Investment Education

Rising Dollar Pinches International Stock ETF Returns

The U.S. dollar is back in the headlines.

Stubbornly high inflation has pushed rates in the U.S. up relative to rates in other countries, lending support to the greenback.

That has investors thinking about currency impacts again. A stronger dollar makes U.S. exporters less competitive. It makes profits generated overseas less valuable when converted back into dollars. It makes dollar-denominated debt more burdensome for foreign borrowers. And so on.

There are a host of effects from the strong dollar that investors should consider. Perhaps the most straightforward, however, is the impact that the rising dollar has on international stock ETFs.

When the dollar rises, stocks held by those exchange-traded funds are worth less—all else equal. For instance, a stock that trades for 150 yen is worth $1 when the dollar-yen exchange rate is 150. But when that exchange rate moves to 155, suddenly the stock is worth less than a buck.

For investors in international equity ETFs, this can drag down returns.

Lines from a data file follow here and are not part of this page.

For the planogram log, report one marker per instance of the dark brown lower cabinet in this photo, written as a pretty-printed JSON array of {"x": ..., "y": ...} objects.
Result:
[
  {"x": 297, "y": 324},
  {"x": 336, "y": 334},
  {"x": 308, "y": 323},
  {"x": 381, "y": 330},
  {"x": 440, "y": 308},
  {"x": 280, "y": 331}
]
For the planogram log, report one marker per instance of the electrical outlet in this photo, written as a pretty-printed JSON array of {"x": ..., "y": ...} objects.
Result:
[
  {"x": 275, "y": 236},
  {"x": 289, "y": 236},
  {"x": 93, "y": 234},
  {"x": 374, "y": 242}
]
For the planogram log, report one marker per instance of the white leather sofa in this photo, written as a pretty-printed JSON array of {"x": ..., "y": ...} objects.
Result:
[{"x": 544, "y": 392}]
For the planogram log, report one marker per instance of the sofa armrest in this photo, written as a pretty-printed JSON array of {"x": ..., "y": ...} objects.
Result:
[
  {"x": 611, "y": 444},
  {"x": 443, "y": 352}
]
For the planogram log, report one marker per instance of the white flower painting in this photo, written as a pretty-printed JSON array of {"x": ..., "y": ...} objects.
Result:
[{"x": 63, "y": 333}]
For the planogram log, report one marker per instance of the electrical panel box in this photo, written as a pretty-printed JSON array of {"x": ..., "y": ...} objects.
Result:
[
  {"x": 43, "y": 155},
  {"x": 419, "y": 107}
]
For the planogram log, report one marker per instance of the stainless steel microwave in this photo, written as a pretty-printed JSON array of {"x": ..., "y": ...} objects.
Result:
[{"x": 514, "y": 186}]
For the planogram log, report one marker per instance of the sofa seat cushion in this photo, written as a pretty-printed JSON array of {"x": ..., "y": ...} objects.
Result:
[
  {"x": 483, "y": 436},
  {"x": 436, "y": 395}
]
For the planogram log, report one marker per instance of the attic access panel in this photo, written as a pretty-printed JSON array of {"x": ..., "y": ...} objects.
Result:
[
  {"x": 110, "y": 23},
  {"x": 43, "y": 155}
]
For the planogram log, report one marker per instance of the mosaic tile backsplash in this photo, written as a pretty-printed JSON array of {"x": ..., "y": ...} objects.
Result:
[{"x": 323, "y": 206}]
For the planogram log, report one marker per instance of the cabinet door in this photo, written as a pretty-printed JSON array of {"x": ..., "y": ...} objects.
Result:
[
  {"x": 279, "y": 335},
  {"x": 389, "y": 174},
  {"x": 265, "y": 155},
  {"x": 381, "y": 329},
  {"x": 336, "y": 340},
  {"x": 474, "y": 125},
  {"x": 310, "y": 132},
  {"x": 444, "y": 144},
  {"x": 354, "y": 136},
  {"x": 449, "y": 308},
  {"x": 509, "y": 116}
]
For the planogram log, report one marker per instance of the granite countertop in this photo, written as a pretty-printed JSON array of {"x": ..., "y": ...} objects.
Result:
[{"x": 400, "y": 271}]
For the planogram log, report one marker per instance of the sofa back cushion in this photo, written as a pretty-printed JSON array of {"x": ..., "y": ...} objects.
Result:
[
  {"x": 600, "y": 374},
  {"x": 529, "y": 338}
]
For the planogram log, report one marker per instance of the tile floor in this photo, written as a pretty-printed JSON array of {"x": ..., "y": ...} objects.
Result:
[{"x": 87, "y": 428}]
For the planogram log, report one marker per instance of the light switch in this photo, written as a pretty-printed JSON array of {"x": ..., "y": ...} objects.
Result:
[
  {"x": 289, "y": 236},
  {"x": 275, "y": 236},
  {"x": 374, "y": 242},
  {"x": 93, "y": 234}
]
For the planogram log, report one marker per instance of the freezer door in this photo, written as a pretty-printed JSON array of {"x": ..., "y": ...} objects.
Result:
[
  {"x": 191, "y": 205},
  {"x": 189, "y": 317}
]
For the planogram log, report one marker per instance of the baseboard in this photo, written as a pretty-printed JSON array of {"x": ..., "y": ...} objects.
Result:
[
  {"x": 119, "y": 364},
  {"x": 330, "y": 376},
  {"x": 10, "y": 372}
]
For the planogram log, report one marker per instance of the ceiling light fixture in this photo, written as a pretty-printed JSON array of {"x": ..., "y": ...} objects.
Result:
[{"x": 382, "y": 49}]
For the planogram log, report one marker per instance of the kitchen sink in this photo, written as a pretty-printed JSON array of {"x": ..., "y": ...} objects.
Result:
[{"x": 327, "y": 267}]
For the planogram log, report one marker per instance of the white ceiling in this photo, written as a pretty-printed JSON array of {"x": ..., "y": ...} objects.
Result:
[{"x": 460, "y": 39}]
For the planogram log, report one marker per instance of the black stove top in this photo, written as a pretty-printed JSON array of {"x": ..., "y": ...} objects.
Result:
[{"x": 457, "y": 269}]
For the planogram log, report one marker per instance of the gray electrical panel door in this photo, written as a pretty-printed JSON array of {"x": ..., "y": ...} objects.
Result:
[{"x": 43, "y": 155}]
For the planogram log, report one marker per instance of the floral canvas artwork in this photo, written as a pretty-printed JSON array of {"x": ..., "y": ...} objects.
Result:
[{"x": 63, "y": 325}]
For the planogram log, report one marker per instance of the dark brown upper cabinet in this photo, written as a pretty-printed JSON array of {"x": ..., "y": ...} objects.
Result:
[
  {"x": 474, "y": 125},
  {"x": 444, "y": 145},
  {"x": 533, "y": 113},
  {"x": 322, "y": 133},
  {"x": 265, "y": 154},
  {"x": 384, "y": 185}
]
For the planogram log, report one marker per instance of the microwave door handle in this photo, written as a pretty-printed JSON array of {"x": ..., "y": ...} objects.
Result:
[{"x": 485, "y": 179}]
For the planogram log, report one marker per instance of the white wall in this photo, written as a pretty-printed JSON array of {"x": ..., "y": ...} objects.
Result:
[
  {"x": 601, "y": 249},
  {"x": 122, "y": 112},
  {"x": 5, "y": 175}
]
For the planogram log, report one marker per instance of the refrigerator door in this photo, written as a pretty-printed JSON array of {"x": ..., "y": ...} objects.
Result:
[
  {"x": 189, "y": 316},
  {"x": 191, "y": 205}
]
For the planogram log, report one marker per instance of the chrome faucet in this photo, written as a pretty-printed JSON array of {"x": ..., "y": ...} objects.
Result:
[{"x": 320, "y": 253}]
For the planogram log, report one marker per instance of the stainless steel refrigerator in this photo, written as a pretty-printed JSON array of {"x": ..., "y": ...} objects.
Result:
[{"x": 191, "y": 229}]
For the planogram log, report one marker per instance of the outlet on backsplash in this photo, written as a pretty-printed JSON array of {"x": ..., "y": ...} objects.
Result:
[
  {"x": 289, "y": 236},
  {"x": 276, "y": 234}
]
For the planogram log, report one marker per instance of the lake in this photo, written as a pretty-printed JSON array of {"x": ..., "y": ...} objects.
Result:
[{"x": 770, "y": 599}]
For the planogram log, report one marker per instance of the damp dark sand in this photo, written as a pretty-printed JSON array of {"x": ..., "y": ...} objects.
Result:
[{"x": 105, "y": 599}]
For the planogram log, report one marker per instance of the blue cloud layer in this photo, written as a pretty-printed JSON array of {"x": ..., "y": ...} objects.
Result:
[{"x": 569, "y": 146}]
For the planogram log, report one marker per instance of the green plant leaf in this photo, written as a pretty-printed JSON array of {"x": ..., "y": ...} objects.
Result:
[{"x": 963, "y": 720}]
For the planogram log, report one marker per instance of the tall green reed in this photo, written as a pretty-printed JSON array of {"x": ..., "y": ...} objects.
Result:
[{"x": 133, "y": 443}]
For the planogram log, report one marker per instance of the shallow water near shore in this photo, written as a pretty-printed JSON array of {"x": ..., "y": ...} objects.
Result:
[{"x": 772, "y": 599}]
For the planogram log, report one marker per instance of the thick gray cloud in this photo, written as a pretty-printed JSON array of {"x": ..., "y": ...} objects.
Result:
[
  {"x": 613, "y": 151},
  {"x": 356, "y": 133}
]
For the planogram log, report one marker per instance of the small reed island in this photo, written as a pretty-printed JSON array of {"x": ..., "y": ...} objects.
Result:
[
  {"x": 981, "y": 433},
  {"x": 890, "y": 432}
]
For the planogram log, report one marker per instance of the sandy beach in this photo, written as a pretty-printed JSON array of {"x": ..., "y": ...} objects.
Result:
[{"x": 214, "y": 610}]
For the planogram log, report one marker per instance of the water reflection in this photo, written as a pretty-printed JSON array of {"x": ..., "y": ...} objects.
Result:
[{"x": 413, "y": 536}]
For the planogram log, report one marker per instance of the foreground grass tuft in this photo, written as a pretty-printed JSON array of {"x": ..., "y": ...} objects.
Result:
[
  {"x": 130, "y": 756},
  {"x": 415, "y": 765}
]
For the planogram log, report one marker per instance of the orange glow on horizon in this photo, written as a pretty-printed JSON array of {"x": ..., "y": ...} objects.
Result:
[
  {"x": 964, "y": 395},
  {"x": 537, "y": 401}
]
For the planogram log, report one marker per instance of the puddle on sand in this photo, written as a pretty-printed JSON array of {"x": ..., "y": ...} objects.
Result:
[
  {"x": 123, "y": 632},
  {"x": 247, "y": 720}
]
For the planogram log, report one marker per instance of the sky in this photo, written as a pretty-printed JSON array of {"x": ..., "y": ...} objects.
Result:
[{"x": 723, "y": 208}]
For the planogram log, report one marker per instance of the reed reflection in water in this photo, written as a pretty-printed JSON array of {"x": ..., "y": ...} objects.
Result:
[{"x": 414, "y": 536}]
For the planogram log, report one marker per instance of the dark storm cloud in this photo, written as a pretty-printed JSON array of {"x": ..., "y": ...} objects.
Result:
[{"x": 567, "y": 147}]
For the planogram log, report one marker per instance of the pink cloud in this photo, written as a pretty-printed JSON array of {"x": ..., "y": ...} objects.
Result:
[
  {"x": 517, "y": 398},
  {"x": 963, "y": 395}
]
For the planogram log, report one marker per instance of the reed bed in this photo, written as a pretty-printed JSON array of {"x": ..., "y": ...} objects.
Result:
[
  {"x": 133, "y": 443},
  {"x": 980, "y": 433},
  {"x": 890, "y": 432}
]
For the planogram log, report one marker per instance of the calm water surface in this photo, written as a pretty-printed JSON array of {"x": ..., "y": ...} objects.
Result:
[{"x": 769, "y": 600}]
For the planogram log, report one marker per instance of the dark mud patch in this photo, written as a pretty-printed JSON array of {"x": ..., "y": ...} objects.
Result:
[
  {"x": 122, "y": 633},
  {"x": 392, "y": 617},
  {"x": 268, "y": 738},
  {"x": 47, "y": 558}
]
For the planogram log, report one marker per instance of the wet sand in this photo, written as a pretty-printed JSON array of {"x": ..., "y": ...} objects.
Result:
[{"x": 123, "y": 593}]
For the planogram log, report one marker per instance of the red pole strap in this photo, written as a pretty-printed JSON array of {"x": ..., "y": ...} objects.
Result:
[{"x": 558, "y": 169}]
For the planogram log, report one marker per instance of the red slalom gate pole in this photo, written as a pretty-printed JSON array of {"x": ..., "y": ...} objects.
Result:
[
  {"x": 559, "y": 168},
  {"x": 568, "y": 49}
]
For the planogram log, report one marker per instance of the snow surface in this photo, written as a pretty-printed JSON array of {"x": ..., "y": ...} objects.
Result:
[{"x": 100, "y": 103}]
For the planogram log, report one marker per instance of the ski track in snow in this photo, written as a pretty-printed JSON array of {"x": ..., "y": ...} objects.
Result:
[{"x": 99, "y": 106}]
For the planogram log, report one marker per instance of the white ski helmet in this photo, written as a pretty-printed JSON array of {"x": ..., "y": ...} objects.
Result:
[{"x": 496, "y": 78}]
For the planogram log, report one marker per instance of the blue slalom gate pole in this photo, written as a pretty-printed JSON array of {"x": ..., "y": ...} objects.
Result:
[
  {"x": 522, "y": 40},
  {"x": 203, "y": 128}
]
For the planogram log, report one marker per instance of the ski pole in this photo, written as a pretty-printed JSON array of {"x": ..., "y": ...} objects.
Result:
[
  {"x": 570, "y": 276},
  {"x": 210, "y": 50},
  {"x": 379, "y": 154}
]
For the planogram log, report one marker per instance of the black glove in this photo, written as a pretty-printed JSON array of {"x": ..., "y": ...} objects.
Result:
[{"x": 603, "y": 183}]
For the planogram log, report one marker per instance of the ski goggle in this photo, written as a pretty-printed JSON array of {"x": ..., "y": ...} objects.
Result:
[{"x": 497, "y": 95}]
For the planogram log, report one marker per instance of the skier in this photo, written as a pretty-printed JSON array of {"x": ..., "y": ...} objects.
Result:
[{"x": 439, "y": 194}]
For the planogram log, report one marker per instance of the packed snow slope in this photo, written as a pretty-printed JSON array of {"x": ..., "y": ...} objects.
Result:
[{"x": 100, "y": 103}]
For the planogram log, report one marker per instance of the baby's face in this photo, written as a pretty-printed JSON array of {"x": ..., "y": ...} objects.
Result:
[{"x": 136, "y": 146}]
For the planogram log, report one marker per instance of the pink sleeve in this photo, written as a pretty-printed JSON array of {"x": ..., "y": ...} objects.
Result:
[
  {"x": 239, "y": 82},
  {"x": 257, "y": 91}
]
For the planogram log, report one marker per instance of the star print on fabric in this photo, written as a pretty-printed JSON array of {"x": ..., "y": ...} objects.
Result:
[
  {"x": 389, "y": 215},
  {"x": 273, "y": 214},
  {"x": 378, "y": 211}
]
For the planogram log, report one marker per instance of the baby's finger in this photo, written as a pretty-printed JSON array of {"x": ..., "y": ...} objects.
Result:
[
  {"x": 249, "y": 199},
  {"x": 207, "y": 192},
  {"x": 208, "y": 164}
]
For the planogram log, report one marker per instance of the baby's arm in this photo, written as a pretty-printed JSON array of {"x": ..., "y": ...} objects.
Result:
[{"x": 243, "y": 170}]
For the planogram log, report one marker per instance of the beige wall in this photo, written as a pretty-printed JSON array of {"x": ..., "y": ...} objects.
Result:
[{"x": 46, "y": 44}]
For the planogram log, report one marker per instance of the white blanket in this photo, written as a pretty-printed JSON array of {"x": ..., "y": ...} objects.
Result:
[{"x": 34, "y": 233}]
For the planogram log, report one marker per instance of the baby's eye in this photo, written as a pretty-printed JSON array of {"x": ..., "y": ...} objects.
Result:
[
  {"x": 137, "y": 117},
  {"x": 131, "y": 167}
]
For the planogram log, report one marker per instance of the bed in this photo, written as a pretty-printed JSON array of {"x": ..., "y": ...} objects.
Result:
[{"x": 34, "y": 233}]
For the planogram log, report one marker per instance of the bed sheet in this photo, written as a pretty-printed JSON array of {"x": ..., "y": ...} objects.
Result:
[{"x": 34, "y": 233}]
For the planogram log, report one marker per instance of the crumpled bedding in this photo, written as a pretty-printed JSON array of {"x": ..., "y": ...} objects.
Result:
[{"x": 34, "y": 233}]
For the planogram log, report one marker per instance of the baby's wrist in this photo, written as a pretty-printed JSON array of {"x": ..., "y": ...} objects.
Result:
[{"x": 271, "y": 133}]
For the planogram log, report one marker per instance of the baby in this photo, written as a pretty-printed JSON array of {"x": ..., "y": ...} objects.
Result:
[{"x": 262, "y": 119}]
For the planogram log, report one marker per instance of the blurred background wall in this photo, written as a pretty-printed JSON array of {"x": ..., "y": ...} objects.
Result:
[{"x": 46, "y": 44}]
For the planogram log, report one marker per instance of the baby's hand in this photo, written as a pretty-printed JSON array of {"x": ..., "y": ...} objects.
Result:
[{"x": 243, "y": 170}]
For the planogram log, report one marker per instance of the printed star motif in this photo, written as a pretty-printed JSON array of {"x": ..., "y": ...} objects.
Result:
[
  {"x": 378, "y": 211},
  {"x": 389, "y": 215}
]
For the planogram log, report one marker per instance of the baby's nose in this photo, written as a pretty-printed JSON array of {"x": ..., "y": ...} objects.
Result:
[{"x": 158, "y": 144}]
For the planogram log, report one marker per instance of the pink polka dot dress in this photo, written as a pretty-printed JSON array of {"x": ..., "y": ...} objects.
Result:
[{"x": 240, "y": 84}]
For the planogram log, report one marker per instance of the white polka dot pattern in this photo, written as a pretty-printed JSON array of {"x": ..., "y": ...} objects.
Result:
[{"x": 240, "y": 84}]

Affects on Japanese-Focused ETFs

This year, the Japanese yen has moved lower by nearly 10% compared to the U.S. dollar. That’s subtracted nearly 1000 basis points from the returns of iShares MSCI Japan ETF (EWJ), which is up less than 5% this year.

Fortunately, ETF investors have the option to hedge currency exposures if they choose. The hedged version of EWJ, the iShares Currency Hedged MSCI Japan ETF (HEWJ), is up 16% year-to-date.

Another currency-hedged ETF, the WisdomTree Japan Hedged Equity Fund (DXJ), which holds a basket of stocks that benefit from a weaker yen, is up even more—21%.

Of course, few investors can accurately time currency moves—especially over the short-term. But that doesn’t change the fact that, whether consciously or not, investors in international stock ETFs are making a bet on where the dollar is headed.